RENSSELAER — With a complete overhaul of New York state’s energy infrastructure still years away, residents’ electricity needs continue to be met by what’s become a costly global commodity.

 According to a recent report from the New York Independent System Operator, the not-for-profit responsible for operating and administering the state’s wholesale electricity market, the wholesale price of natural gas — which is responsible for approximately half the state’s electricity generation — has more than doubled in the past year. 

Between 2024 and 2025, natural gas prices at the Transco Zone 6 hub, a natural-gas pricing hub and delivery point that serves the New York City metropolitan area, rose from $2.10 per million British thermal units (MMBtu) to $4.64 per MMBtu. 

Wholesale electricity prices in New York state over the same period, increased nearly 78 percent, from $41.81 per megawatt-hour (MWh) to $74.40 MWh. 

The increase, according to NYISO, is landing directly on residential utility bills. Between 2019 and 2024, according to NYISO, national average retail electricity prices have increased 23 percent. 

The price spike is reflective of a structural shift in the American natural-gas market. According to NYISO, the United States now exports more gas than its residential customers consume — 16 billion cubic feet per day in exports compared to 12 billion in domestic residential use.

In New York state, the cost increases are a consequence of the pricing mechanics tied to the state’s wholesale electricity market, where the last and most expensive electricity generator needed to meet demand sets the price for all other participants. 

For example, if the grid needs 20,000 megawatts and the 20th plant online is gas-fired, that plant's fuel costs effectively dictate the price paid to every generator on the system.

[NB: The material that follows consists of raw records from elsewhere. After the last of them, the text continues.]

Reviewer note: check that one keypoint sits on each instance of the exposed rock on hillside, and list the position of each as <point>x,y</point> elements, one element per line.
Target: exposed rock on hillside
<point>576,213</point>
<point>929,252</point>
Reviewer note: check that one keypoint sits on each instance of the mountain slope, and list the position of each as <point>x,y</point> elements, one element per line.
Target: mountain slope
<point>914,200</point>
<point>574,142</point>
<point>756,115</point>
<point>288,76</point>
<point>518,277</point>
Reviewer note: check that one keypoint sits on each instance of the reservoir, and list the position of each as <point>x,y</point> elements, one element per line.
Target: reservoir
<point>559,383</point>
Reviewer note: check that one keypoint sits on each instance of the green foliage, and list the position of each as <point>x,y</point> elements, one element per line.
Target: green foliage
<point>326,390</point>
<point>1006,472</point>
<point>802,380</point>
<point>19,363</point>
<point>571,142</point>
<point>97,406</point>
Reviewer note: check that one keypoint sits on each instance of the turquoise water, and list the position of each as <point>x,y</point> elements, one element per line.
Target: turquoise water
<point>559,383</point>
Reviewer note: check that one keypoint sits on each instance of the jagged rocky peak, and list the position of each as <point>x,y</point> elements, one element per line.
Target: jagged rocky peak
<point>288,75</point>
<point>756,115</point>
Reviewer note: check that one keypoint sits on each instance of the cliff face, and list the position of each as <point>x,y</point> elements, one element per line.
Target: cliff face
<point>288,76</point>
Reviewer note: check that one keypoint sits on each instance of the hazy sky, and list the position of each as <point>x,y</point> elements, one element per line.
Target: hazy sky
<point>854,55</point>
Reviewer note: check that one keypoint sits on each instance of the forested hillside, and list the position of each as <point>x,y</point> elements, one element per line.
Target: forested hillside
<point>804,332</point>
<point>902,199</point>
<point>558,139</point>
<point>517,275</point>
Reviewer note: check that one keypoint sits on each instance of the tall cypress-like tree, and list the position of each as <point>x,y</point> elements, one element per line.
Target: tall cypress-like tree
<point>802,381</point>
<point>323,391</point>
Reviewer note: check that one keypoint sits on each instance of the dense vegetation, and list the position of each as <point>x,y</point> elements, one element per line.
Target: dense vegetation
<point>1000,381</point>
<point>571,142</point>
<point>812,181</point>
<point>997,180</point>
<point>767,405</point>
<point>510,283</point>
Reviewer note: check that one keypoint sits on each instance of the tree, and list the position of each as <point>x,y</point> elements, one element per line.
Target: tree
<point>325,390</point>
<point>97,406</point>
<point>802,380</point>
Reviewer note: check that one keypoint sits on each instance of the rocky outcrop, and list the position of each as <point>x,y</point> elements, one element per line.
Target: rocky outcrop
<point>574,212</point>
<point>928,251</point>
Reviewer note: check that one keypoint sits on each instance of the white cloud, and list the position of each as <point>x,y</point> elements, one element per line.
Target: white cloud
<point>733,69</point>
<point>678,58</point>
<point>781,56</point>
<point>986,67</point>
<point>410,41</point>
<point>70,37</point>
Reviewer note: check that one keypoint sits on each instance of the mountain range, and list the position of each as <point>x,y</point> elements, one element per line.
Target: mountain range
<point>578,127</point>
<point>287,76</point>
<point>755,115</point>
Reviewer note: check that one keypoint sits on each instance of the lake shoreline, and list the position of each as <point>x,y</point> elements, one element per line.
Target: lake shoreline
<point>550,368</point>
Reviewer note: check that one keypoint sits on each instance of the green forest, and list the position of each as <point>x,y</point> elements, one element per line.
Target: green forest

Because natural gas-fired generators are the primary fuel source for roughly half of the state’s electricity, they often “clear” the market, meaning their production costs dictate the price for the entire grid. 

Interconnection lag

The state mandate that 70 percent of New York’s electricity be generated by renewable sources — solar, wind, hydroelectric — by 2030 has contributed to an interconnection lag, with more capacity being taken offline in recent years than placed online.  

Since 2019, one-hundred-and-six renewable and clean-energy projects representing approximately 14,300 megawatts of capacity have cleared the state's regulatory process — but just seven, totaling nearly 3,500 megawatts, have broken ground, according to NYISO. The remaining 10,800 megawatts have been stalled by permitting delays and/or supply-chain constraints.

Since 2019, the state has deactivated 4,315 megawatts of generation capacity while adding only 2,275 megawatts of new supply.

This gap between retiring capacity and stalled replacements has forced grid operators to lean harder on the state’s oldest electricity generators, which cost more to run. These older units burn more fuel to produce the same output as modern generators; their escalating maintenance costs are factored into wholesale market bids and passed on to consumers.

The NYISO report states that new demand is coming regardless of generation capacity, as data centers and semiconductor manufacturers are expected to add 2,500 megawatts of demand over the next decade. Additionally, building and transportation electrification — a policy centerpiece of the state’s climate law — is forecast to add another 6,500 megawatts of demand by the winter of 2034-35.